In your case solution from github can be used without monkey-patching of pd.DataFrame.__del__:

from ctypes import cdll, CDLL
try:
    cdll.LoadLibrary("libc.so.6")
    libc = CDLL("libc.so.6")
    libc.malloc_trim(0)
except (OSError, AttributeError):
    libc = None


if no libc:
    print("Sorry, but pandas.DataFrame may leak over time even if it's instances are deleted...")


CHUNK_SIZE = 20000


#file_list_1 contains 100,000 images
with ThreadPool(64) as pool:
    for count,f in enumerate(divide_chunks(file_list_1, CHUNK_SIZE)):
        # make the Pool of workers
        results = pool.map(get_image_features,f)
        # close the pool and wait for the work to finish 
        list_a, list_b = zip(*results)
        df = pd.DataFrame({'filename':list_a,'image_features':list_b})
        df.to_pickle("PATH_TO_FILE"+str(count)+".pickle")

        del df

        # 2 new lines of code:
        if libc:  # Fix leaking of pd.DataFrame(...)
            libc.malloc_trim(0)

print("pool closed")

P.S. This solution will not help if any single dataframe is too big. This can only be helped by reducing CHUNK_SIZE

Comments

-1

Do NOT call list(), it is creating an in-memory list of whatever is being returned from divide_chunks(). That is where your memory issue is probably happening.

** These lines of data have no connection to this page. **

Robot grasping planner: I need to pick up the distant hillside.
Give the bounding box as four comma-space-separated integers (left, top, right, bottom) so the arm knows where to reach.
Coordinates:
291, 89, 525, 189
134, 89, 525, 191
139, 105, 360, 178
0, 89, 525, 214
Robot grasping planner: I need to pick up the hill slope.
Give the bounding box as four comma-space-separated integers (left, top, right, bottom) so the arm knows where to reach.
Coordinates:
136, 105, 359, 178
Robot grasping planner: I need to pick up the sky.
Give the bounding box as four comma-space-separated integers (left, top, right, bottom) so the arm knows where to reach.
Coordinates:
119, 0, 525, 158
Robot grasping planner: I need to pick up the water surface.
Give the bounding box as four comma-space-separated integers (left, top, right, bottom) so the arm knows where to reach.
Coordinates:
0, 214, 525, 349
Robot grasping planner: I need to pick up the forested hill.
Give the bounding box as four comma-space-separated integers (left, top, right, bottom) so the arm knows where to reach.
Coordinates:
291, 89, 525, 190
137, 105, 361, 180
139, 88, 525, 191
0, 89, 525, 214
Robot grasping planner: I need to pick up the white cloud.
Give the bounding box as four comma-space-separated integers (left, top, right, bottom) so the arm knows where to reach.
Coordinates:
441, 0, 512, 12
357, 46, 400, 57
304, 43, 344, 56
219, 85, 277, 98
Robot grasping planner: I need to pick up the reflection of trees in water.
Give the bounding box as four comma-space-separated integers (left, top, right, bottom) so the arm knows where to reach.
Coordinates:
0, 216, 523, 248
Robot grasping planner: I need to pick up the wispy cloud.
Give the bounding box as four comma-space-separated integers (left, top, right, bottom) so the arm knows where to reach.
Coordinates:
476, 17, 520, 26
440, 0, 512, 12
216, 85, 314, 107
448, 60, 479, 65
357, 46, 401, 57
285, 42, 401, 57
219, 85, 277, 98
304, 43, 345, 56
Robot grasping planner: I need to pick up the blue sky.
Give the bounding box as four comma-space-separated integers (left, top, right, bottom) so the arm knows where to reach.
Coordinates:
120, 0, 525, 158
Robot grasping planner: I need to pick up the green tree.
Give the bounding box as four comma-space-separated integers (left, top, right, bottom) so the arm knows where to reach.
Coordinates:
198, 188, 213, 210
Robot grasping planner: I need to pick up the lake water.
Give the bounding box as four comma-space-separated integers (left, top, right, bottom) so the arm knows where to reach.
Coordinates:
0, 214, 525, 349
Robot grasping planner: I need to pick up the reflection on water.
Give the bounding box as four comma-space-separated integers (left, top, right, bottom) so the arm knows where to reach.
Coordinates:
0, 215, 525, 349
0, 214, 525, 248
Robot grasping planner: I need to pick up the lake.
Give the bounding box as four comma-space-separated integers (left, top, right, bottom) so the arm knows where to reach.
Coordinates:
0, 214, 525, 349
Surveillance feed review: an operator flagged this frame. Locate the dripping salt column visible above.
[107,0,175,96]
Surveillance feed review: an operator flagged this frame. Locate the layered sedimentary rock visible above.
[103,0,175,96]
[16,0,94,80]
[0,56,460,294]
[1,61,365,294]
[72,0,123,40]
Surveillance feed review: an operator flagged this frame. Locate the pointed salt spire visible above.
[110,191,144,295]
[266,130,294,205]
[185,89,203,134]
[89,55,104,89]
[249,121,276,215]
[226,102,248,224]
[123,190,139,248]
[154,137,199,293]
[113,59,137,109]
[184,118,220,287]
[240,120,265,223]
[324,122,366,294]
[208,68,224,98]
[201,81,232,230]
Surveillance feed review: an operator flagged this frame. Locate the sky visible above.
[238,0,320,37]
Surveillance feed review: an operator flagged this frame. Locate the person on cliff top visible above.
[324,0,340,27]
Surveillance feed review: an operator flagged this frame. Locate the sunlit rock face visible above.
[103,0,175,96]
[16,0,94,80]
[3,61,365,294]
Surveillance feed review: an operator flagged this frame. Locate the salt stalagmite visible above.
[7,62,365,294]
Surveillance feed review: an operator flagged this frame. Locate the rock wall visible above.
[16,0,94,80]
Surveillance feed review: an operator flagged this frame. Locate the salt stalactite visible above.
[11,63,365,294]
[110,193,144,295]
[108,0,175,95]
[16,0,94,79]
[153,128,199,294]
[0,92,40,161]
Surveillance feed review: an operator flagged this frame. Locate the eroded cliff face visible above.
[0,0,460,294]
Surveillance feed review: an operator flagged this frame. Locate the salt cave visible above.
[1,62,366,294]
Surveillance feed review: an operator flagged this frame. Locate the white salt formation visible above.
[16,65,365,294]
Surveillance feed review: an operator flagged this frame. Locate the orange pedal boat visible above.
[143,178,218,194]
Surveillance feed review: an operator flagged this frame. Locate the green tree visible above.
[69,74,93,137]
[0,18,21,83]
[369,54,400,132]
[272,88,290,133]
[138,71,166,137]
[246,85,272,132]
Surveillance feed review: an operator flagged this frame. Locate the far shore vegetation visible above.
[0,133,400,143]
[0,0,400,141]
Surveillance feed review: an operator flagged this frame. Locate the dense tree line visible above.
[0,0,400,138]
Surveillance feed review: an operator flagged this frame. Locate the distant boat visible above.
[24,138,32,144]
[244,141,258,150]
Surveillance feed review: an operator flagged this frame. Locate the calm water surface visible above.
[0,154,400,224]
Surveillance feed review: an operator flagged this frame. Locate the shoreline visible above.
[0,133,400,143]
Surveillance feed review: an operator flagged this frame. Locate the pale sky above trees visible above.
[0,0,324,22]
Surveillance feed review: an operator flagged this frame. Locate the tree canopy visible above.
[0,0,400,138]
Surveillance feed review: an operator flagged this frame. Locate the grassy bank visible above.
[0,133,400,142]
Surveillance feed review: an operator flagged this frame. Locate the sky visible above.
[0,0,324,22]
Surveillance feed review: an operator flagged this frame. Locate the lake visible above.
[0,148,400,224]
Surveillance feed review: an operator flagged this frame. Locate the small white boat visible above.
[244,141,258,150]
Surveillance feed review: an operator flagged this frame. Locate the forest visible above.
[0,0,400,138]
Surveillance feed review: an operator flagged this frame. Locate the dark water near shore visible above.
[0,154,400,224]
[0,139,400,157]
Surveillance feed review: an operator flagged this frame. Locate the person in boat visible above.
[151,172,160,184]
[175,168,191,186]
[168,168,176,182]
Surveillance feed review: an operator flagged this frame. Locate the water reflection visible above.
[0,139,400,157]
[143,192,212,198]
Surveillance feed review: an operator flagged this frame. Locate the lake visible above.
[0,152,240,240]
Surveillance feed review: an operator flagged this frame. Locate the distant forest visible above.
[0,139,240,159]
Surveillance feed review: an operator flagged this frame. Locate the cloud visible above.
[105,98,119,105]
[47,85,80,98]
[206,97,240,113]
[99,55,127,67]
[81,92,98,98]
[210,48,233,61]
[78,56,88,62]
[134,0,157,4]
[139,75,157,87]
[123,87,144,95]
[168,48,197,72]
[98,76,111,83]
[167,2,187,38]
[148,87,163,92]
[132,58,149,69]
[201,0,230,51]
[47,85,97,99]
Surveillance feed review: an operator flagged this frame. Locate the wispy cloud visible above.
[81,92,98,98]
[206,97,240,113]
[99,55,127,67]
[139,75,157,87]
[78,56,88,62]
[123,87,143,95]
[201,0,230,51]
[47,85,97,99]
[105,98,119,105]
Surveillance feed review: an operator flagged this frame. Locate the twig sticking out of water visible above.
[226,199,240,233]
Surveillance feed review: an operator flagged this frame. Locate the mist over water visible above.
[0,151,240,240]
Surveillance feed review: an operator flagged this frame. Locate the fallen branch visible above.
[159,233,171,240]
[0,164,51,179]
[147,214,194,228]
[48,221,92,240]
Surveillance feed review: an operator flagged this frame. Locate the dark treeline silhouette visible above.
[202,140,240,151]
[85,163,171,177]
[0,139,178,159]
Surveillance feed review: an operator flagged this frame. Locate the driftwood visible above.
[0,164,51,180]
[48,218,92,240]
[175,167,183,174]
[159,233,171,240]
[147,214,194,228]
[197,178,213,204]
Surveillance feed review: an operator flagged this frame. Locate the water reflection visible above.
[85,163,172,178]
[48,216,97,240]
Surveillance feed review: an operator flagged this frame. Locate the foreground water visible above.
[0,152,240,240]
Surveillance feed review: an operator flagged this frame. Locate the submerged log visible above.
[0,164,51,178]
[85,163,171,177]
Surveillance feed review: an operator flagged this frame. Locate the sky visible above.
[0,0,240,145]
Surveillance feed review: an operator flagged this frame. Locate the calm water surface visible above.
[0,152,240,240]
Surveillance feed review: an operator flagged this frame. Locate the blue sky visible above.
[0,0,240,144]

You don’t need all of that data in memeory at once. Just iterate over the filenames one at a time, that way all of the data is not in memory at once.

Please post the stack trace so we have more information

1 Comment

Doubt it. That is simply dividing up a list of filenames into smaller sub-lists.
-1

I think it will be possible with celery, thanks to celery you can use concurrency and parallelism easily with python.

Processing images seems are idempotent and atomic so it can be a celery task.

You can run a few workers that will process tasks - work with image.

Additionally it have configuration for memory leaks.

1 Comment

Question was about memory usage not about how to parallelise task.